Davis returned in 2000 and wound up playing parts of two more seasons, rushing for fewer than 1,000 more yards, before retiring. The brevity of his career overshadowed the brilliance of it. He became eligible for the Pro Football Hall of Fame in 2007, but it took him nine turns as a semifinalist before finally reaching the room as a finalist for the Class of 2015.
There was a strong public push for Davis to be recognized by Canton. He deserved to be discussed as a Hall-of-Fame finalist before his brilliance was lost in the pages of history. There was no such push for Chuck Foreman because, sadly, his brilliance has been lost in the pages of history.
Like Davis, Foreman had a three-year window in the 1970s when he was the game’s best back. He was the NFL Offensive Rookie of the Year for the Minnesota Vikings in 1973 when he rushed for 801 yards and caught 37 passes. That was back in the days of 14-game seasons when 1,000 yards by a back were rare. There were only five of them that year.
Foreman then led the NFL in touchdowns with 15 in 1974, led the league in receiving with 73 catches and also finished second in TDs with 22 in 1975, then led the NFL in touchdowns again with 14 in 1976. He went to the Pro Bowl each of his first five seasons and during one stretch rushed for 1,000 yards for three consecutive years (1975-77).
Foreman’s hands and legs helped Minnesota reach three Super Bowls in his first four seasons. Had the Vikings won just one of those Super Bowls, Foreman likely would already have been a finalist and in the discussion of the game’s all-time great backs.

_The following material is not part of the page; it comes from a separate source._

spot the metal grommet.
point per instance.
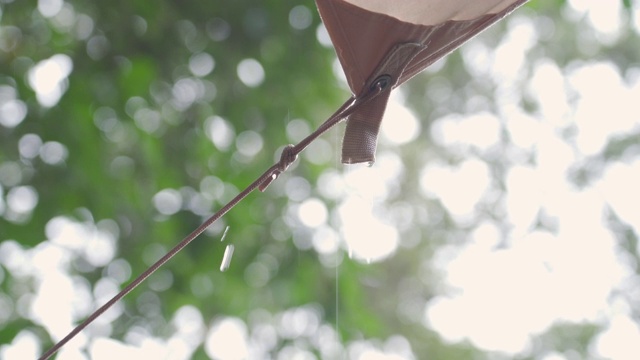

But unlike Davis and his Denver Broncos, Foreman and his Vikings lost all of those Super Bowls by double-digits to Miami in 1973, Pittsburgh in 1974 and Oakland in 1976. Foreman suffered a knee injury in 1979 that not only cost him two games but also his starting job. He played one final season with New England in 1980 before retiring at the age of 30.
Foreman has been eligible for the Hall of Fame for 30 years but has never been in the room to be discussed as a finalist. His fate is now in the hands of the senior committee, which resurrected the candidacy of one of his teammates in 2015. Center Mick Tingelhoff waited 32 years to finally get into the room as a finalist and was elected to the Class of 2015.
Two other teammates also gained enshrinement after lengthy waits — defensive end Carl Eller and safety Paul Krause. Eller was elected in his 20th year of eligibility and Krause after 14 years. Had the Vikings won just one Super Bowl in the Bud Grant era, all those waits might have been cut in half.
“Being No. 1 is great,” Foreman said. “But being No. 2 isn’t all that bad. Does anyone understand how difficult it is just to get there?”
The Vikings won 69 percent of their games and six division titles in Foreman’s seven seasons in Minnesota. He caught nine touchdown passes in 1975 and rushed for 200 yards in a game against Philadelphia in 1976. He also was on the verge of very rare triple crown in 1975.
Foreman entered the season finale at Buffalo with a chance to lead the NFC in rushing, receiving and scoring. He rushed for 85 yards and four touchdowns into the third quarter but was struck in the eye with a snowball thrown from the stands. Foreman suffered blurry vision, which knocked him out of the game for the final 20 minutes. He wound up falling one touchdown short of the NFL scoring record and six yards short of an NFC rushing crown but did hold on to that NFL receiving title.
Foreman was as complete a back as there was in the NFL. But no one seemed to notice then — nor are they noticing now.
“It’s baffling to me,” Foreman said. “Was it the Super Bowls? I always felt the Hall of Fame was an individual award, not a team award. It’s your production on the field, not so much the team production. I see these other guys in (Canton), and I guess they’re all deserving. But if they’re deserving, then I’m deserving.”
I can’t argue with him. But no one else seems interested in hearing the argument.